This weekend was a battle between nostalgia and what's new and now and, as always, new and now won out. Also this weekend, lots of people went to see Hop and Atlas Shrugged, so we should be ashamed of ourselves.

1) Rio — $40M
Well there you have it! Wit the biggest opening so far this year, Rio is a certified hit. How exciting. How novel. You know, I was worried that the expensive-and-yet-still-cheap-looking animated movie lazily voiced by paycheck-hungry celebrities genre was in trouble, but no, it apparently is not. Wait, I wasn't worried about that! Because people love this shit. The people that made this nuisance are the same people who made Ice Age, an ugly, unfunny franchise that's farted out three films so far and might never stop. So this Rio business is only encouraging them. Remember when animated movies weren't voiced by Anne Hathaway and then an ethnic comedy relief-type person? OK, I guess Sebastian from The Little Mermaid was kind of that, but it was different, different I say! Today is garbage! The past was wonderful! Tomorrow is grim.

2) Scream 4 — $19M
Well maybe the past isn't so wonderful. Falling about $10 million below industry expectations, the first Wes Craven horredy (horror comedy? no?) in eleven years is a severe disappointment. What happened? Well, time happened. Years happened. The phrase "Neve Campbell" has faded and disappeared in many people's memories. "David Arquette" is an old joke that someone told at a dinner party years ago, these days you don't even remember the joke, only that you laughed at it once, a long time ago. Even Hayden Panettiere feels dated. Doesn't she feel dated? What is this, 2007? So yeah, basically the demand for nostalgia was once again overestimated and mostly the kids stayed away. Kids doesn't remember 1996! Kids don't even remember 2000! Kids were kids back then, and they don't want kids stuff now, they want grownup stuff. And Scream is their grandmother's horredy (is it catching on yet?). Like, there's a Culkin in it. A CULKIN. I feel like the word "Culkin" telegraphs old timey to kids today in the same way a pennyfarthing bicycle does to me. Also, has anyone ever actually liked Emma Roberts in anything? I know her aunt really wants this to happen, but maybe it's just not going to happen? Maybe it's time to pack it in? I don't know. Poor Scream. Poor Wes Craven. Poor horredy. Horredy. Live it.

3) Hop — $11.1M
Haha, we're doomed, America. People are still seeing this. $11 million worth of people are still seeing this!! James Marsden is swinging from the ceiling fan in the guest bedroom, and people are still seeing this. People have said, upon seeing the ads, "Hm, is that Russell Brand's voice?" and then they are still seeing it. Why are we so terrible? Why are people the worst? Hop. All of human history and progress has lurched and tumbled forward and what have we done with it? We've created Hop. And then gone to see Hop. And James Marsden is being cut down now by the police and everyone is wondering why, why, why would he do this to himself, and no one is saying "Hop." A young rookie police officer who was there at the scene will get off his shift and he will take a date to a movie, and that movie will be Hop. And he won't see anything wrong with it. None of us will. We are blind to the apocalypse. We are deaf to the sound of our own undoing.
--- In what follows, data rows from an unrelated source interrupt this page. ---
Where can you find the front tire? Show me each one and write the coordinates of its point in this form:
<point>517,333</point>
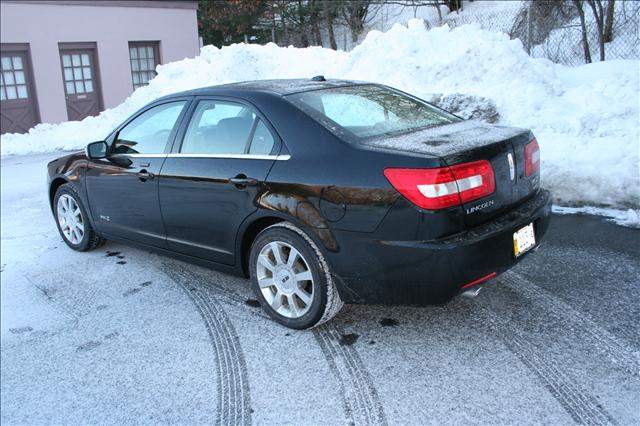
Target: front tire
<point>72,220</point>
<point>291,278</point>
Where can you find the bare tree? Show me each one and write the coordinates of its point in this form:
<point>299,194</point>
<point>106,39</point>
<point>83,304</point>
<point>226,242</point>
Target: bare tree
<point>329,9</point>
<point>314,9</point>
<point>357,13</point>
<point>598,14</point>
<point>608,25</point>
<point>416,4</point>
<point>583,25</point>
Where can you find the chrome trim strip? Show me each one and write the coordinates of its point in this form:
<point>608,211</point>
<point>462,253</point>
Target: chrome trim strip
<point>139,155</point>
<point>192,244</point>
<point>232,156</point>
<point>229,156</point>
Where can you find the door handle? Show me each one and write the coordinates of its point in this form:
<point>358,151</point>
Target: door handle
<point>144,175</point>
<point>242,181</point>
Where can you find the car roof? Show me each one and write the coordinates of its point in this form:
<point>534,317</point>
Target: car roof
<point>277,86</point>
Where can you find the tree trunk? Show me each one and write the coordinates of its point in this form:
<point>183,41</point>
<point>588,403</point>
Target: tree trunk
<point>315,28</point>
<point>596,7</point>
<point>608,25</point>
<point>583,25</point>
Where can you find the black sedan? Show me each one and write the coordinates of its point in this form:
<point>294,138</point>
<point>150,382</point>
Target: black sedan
<point>321,191</point>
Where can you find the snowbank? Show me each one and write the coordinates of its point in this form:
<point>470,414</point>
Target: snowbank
<point>586,118</point>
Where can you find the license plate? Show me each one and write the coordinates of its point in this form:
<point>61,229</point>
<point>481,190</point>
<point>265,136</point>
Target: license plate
<point>523,239</point>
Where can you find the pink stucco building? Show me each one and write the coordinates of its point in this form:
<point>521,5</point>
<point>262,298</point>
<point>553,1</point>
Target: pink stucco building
<point>65,60</point>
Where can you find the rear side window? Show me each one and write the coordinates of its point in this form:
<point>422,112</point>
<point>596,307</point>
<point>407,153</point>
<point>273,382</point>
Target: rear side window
<point>262,141</point>
<point>368,110</point>
<point>221,127</point>
<point>149,132</point>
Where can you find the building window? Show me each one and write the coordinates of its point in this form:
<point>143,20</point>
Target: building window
<point>12,79</point>
<point>77,73</point>
<point>144,57</point>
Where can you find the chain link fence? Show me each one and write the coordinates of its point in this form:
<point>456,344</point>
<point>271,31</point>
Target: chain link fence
<point>552,30</point>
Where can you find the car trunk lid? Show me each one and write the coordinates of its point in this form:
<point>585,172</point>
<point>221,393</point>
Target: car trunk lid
<point>469,141</point>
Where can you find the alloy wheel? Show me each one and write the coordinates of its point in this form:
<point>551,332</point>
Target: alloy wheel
<point>285,279</point>
<point>70,218</point>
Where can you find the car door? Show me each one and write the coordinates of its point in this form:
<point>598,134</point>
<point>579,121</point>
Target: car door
<point>211,181</point>
<point>123,188</point>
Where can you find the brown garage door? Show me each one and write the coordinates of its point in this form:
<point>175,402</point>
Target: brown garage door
<point>81,89</point>
<point>18,108</point>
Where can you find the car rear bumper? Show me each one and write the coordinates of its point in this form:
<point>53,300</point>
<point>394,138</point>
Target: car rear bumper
<point>428,272</point>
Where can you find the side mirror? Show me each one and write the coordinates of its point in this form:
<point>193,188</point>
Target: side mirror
<point>97,150</point>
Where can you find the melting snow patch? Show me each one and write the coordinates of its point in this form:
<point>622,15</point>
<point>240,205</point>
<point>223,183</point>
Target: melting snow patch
<point>629,218</point>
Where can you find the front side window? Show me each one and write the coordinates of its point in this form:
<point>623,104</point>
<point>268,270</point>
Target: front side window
<point>149,132</point>
<point>368,111</point>
<point>225,128</point>
<point>144,58</point>
<point>12,78</point>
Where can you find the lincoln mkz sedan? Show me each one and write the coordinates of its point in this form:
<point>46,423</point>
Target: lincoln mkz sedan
<point>323,192</point>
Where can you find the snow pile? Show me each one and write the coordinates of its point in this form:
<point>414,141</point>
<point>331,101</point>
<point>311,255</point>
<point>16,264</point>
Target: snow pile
<point>629,218</point>
<point>586,118</point>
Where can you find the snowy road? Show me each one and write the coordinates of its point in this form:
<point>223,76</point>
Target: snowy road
<point>119,335</point>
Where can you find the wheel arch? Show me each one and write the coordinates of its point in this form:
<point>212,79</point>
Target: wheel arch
<point>53,188</point>
<point>262,219</point>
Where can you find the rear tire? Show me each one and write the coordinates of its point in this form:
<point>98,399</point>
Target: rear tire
<point>291,278</point>
<point>72,220</point>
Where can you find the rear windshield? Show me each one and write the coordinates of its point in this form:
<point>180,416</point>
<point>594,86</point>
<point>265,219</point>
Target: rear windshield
<point>366,111</point>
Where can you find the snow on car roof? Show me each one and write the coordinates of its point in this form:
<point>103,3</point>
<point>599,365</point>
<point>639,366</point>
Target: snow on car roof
<point>281,86</point>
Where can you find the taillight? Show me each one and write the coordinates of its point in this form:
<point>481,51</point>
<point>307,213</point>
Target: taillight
<point>444,187</point>
<point>531,157</point>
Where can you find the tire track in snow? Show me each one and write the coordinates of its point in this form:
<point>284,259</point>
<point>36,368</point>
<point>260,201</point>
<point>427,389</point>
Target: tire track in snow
<point>360,399</point>
<point>597,337</point>
<point>578,403</point>
<point>233,399</point>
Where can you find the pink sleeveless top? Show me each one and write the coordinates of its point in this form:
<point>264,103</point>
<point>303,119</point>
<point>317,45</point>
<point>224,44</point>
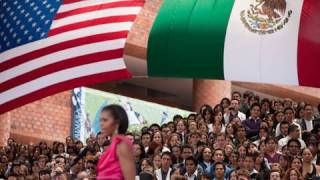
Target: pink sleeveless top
<point>108,166</point>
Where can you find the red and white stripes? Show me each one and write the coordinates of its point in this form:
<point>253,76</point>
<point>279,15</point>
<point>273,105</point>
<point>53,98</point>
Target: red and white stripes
<point>84,46</point>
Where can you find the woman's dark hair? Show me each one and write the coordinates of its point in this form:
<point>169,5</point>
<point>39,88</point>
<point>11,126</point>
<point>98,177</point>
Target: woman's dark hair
<point>148,160</point>
<point>120,117</point>
<point>143,152</point>
<point>210,111</point>
<point>55,149</point>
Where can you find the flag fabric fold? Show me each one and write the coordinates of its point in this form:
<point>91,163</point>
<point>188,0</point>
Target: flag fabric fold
<point>266,41</point>
<point>49,46</point>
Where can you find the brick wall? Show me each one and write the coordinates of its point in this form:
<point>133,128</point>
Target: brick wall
<point>47,119</point>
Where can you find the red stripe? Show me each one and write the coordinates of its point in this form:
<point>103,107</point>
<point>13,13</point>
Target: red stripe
<point>94,22</point>
<point>71,1</point>
<point>68,63</point>
<point>61,46</point>
<point>309,44</point>
<point>98,7</point>
<point>65,85</point>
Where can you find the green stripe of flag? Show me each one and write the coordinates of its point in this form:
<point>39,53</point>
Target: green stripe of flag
<point>187,39</point>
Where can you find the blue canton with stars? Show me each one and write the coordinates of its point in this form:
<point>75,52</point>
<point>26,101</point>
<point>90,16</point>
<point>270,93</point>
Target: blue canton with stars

9) The Conspirator — $3.9M
Hm, OK. This had like a $5,000 per-screen average, so that's pretty good. Pretty good. I mean, the teenagers aren't leaving school on Friday afternoon and saying "Hey, wanna go see the new Robin Wright period piece?" That's just not something that kids are saying or doing. (They are seeing Hop, sitting there in the dark, unaware that their eyes are bleeding.) So the teens aren't going, and teens are most of the movie business, and yet still The Conspirator did OK. So good for US history! Good for Robert Redford. Good, strangely, for Justin Long. Good for the lone teen who did go see this, hoping it would help them write their history paper. Bad for that teen that they'll have the phrase "And then Kevin Kline said..." in their paper.

14) Atlas Shrugged Pt. 1 — $1.6M
All right, who's clowning me. Who went to see this? Really guys? Really, anyone? "It's a stormy spring weekend, so let's go see the latest half-assed Ayn Rand picture." I don't know what's worse, this or Hop. Well, I guess Hop at least doesn't encourage a version of humanity that's completely devoid of compassion. At least not intentionally. I mean, some future brutal dictator will eventually cite Hop as one of his inspirations, but Hop didn't mean to do that. Atlas Shrugged Pt. 1 very much means to do that. So that's a point for Hop.